Joseph Hobson Jagger lahir di Inggris pada tahun 1830. Seorang insinyur dengan pelatihan, ia terpesona oleh roulette dan keacakan roda. Saya berspekulasi bahwa roda dibuat sedemikian rupa untuk menciptakan ketidakseimbangan yang akan menentukan bias yang menguntungkan angka-angka tertentu. Akhirnya, ketidakseimbangan roda akan menghasilkan pengulangan dalam hasil putaran roulette dan penjudi yang taat dapat mengambil keuntungan dari perbedaan ini.

Mengandalkan teori ini, ia mempekerjakan 6 orang untuk merekam hasil roda roulette yang berbeda di kasino. Pemeriksaan lebih lanjut membuktikan bahwa dia benar. Lima roda memiliki hasil yang benar-benar acak, tetapi satu tampaknya lebih menyukai serangkaian angka tertentu. Berbekal data, ia mulai bertaruh pada roda prediksi dan memenangkan £ 60.000 hanya dalam beberapa hari. Namun twist lain adalah bahwa kasino, sekarang terperangah dengan kemenangan Jagger, menggerakkan roda roulette di kasino untuk mencoba dan memecahkan beruntun. Tidak ada Yusuf yang membodohi. Dia menemukan roda favoritnya dan kemudian memenangkan tambahan $ 450.000. Kasino tidak pernah menemukan jawabannya.

Akhir yang lebih baik untuk Joseph. Dia berhenti dari pekerjaannya di sebuah pabrik kapas dan melanjutkan untuk menginvestasikan kemenangannya secara damai dalam usaha lain.

Jadi, pertanyaannya adalah siapa yang Merusak Bank dan siapa yang bangkrut sesudahnya. Anda yang memutuskan!

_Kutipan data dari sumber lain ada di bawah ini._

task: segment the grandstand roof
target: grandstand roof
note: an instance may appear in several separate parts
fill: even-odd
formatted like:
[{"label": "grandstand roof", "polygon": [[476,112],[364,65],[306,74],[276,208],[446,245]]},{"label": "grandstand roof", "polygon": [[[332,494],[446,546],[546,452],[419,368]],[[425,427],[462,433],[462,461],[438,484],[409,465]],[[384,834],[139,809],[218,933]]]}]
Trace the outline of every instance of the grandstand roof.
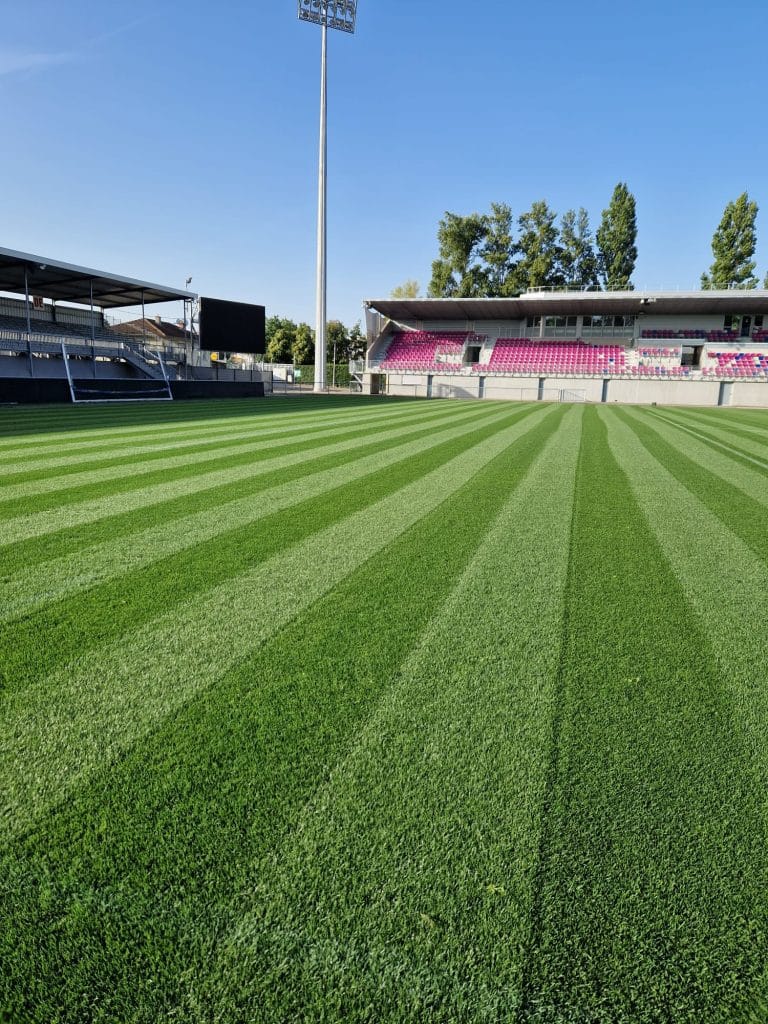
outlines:
[{"label": "grandstand roof", "polygon": [[768,313],[768,290],[725,292],[526,292],[514,299],[369,299],[390,319],[519,319],[558,313]]},{"label": "grandstand roof", "polygon": [[103,270],[62,263],[47,256],[0,248],[0,292],[25,293],[25,268],[31,295],[42,295],[57,302],[79,302],[90,305],[91,284],[93,303],[102,309],[118,306],[139,306],[141,302],[172,302],[194,299],[193,292],[164,288],[146,281],[136,281]]}]

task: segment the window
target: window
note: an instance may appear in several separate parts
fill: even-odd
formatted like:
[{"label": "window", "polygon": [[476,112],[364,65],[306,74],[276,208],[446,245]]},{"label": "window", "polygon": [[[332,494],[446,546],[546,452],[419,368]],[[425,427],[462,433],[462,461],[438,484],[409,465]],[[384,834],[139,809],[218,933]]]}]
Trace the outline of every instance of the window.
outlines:
[{"label": "window", "polygon": [[632,314],[629,315],[611,315],[610,313],[603,313],[602,316],[585,316],[584,326],[586,328],[620,328],[622,330],[626,328],[631,328],[635,323],[635,317]]}]

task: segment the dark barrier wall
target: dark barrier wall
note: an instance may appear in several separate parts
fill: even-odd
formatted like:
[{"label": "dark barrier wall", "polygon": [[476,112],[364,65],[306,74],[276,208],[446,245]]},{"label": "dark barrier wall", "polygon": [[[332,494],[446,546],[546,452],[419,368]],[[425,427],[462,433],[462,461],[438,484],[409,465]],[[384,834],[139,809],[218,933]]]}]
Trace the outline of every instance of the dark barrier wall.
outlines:
[{"label": "dark barrier wall", "polygon": [[[103,382],[99,382],[103,383]],[[110,381],[114,390],[126,384],[130,394],[131,382],[116,378]],[[134,385],[135,386],[135,385]],[[173,397],[186,398],[263,398],[264,385],[258,382],[231,381],[171,381]],[[0,377],[0,403],[70,401],[70,388],[66,380],[30,380],[29,377]]]}]

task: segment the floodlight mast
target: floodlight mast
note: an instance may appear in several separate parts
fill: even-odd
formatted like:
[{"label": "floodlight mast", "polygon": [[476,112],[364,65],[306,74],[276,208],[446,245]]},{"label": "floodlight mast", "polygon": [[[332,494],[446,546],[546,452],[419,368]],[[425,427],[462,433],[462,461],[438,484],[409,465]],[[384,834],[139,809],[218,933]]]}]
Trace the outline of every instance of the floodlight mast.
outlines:
[{"label": "floodlight mast", "polygon": [[326,267],[328,199],[328,30],[354,33],[357,0],[299,0],[299,20],[319,25],[321,43],[321,130],[319,167],[317,174],[317,292],[314,332],[314,390],[326,390],[326,299],[328,272]]}]

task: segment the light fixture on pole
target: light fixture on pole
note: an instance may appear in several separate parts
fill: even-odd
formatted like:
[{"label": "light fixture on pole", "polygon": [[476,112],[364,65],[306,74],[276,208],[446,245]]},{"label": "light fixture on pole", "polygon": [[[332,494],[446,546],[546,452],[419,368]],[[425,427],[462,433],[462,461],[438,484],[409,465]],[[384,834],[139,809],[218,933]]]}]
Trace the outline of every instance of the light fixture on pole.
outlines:
[{"label": "light fixture on pole", "polygon": [[315,307],[314,336],[314,390],[326,390],[326,293],[328,278],[326,272],[326,199],[328,133],[326,112],[328,108],[327,60],[328,30],[354,32],[357,17],[357,0],[299,0],[299,20],[319,25],[323,30],[321,56],[321,133],[319,173],[317,175],[317,301]]}]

Faktoid-permainan roulette telah memainkan peran penting di bioskop. Pertama, ada Casablanca di mana Rick, pemilik kasino, menganjurkan seorang pengantin baru yang beruntung untuk membiarkan uangnya naik pada usia 22. Dia melakukannya dan menang cukup untuk melarikan diri dari negara dan cengkeraman jahat Claude Reins, yang Kepala Polisi. Film lain, yang tidak begitu luar biasa, adalah 1982, “Lost in America” ​​yang dibintangi oleh Albert Brooks dan Julie Hagerty. Selama singgah di Las Vegas, karakter Julie menyelinap untuk bermain roulette dan pada satu titik memiliki lebih banyak chip daripada yang bisa dia bayangkan. Ketika ditemukan oleh Albert Books yang terbangun pada hari berikutnya, ia pergi ke satu chip dan meneriakkan “22, 22, kembali padaku 22”. Dia kehilangan telur sarangnya dan mengatur panggung untuk salah satu adegan “berikan uang kami kembali” paling lucu dalam sejarah film.